Any notebook often contains these mental wanderings. The smell of mangoes interrupting productivity. A doodle in the corner. A list of groceries on the side. Shorthand that only the writer can decipher.Across the installation, we might see something that transcends the margins even further – an eye peeking out at us from inside Notebook 25.
Notebook 25 carries the preparatory notes for The Great Yes, The Great No (2023) – part play, part Greek choir, part chamber opera. The production narrates an escape on a boat from France to Martinique. The passengers include notable figures like André Breton, Claude Lévi-Strauss, Wilfredo Lam, Victor Serge, and Anna Seghers, amongst others.Mahatma Gandhi appears amongst the planning ephemera, extending past the edges of the notebook. He is not mentioned as one of the passengers, but perhaps he was considered to be included at one point.
Right next to 25 is Kentridge’s WORDS, a collation (2023) as Notebook 26, one of the few that has been published as a book. The publication contains a collection of phrases from various sources that have resonated with the artist, sitting alongside a few sketches in red pencil.Like the other phrases displayed on the walls around the installation, these snippets of text are often the beginnings of larger projects.
“Paper’s desire to be the tree,” types Kentridge, in Notebook 26. Including this appearance, the phrase appears four times in History on One Leg.The second time is in Notebook 29, a copy of the sketchbook that the artist uses to create and animate Fugitive Words. The film plays in the media room across from the book, and gives us the third instance of the phrase.

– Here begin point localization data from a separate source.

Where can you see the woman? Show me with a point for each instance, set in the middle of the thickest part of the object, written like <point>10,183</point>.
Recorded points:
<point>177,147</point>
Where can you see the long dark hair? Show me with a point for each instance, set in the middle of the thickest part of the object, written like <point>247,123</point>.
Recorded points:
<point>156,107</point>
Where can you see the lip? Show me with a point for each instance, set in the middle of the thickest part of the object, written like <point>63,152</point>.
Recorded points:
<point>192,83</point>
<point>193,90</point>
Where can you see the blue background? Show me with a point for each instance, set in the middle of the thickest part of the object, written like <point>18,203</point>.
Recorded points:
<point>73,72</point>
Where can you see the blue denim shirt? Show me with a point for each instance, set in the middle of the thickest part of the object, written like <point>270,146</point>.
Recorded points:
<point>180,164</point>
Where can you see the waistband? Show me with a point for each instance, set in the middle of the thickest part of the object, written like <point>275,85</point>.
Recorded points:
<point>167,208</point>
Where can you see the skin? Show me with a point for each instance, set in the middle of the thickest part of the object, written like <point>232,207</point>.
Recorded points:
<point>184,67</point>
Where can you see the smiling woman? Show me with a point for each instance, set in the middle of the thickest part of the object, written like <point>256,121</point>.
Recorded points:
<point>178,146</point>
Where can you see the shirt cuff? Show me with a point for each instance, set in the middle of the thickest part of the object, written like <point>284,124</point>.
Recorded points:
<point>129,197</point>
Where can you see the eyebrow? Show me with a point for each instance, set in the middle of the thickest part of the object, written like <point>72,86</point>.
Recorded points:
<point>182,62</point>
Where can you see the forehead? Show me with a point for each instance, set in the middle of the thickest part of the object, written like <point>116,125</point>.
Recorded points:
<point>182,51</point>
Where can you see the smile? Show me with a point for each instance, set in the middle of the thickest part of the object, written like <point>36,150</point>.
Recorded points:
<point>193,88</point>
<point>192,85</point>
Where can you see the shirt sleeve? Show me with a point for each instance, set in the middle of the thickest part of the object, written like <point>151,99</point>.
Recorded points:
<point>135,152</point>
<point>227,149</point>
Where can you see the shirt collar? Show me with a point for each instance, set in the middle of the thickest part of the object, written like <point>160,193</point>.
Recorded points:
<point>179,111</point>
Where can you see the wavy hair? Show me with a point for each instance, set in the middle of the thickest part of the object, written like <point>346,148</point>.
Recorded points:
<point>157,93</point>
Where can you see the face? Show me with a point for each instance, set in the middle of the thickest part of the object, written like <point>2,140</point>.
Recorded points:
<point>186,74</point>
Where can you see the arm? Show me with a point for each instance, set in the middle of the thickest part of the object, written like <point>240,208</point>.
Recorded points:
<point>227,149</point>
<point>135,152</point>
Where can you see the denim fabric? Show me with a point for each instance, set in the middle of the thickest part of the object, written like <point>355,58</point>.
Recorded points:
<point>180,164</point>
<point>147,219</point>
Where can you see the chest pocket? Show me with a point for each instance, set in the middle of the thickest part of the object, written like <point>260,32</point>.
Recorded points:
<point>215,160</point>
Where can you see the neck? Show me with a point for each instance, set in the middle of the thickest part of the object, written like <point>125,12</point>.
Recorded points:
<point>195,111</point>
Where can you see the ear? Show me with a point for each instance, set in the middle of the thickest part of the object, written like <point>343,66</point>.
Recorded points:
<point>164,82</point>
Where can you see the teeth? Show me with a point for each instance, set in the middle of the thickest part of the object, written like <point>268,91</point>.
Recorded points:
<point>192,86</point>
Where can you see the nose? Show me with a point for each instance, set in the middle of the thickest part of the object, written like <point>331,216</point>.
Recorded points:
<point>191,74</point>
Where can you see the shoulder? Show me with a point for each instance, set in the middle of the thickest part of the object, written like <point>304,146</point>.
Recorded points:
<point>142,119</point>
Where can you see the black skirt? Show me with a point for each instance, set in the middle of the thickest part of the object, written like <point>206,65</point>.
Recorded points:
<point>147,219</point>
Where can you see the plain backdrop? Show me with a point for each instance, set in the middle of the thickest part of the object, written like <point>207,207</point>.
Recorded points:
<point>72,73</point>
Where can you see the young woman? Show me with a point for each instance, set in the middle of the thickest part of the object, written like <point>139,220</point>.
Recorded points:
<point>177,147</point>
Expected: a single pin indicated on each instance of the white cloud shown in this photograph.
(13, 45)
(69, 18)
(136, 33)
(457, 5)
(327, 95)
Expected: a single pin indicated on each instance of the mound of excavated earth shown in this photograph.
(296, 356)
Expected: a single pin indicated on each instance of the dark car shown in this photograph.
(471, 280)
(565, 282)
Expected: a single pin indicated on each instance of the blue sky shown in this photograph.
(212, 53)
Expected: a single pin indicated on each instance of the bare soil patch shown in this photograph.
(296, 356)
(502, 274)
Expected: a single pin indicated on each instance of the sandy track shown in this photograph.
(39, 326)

The last sighting is on a hand-painted wall phrase, placed on the wall just outside the media room and also across from Notebook 29, which is visible in one’s peripheral vision.
Positioned under this canvas, my last stop is where Kentridge speaks about the title of the exhibition, History on One Leg.What does it allude to? He explains that “we are left with a phrase that hovers on the edge of nonsense, which we cannot resist trying to make sense of.” The notebook text features technical instructions for the performance lecture, in which he signals to “Pause on History on One Leg”.
History on One Leg contains 30 notebooks that give generous insight into Kentridge’s practice over the last 15 years.Let me include a few more routes one might undertake.
The ‘Heavy Reader’ route is a walk through the longer texts in the notebooks. It includes lectures on History vs. The Studio, peripheral thinking, and some of the listed sources of Kentridge’s ‘words’.
The ‘Picture Book’ route is for those who want to see more sketches, images and visualisations instead of reading. The trail covers sketches for sculptures and productions, pasted-in inserts of Johannesburg Art Gallery, news clippings, and self-portraits.
Lastly, we have the ‘Theatre Lover’ route, which guides the visitor through Kentridge’s stage-related notebooks – operas, dialogue, film logistics. The productions include The Great Yes, The Great No, The Nose, The Fasting Showman, and Myakovsky: A Tragedy.
On my own walk through the notebooks, I have found that these small trails have made sense to me, but more gems lurk in the pages in between the studio to-do lists and literature annotations. One only has to venture on a parcours d’atelier to find them.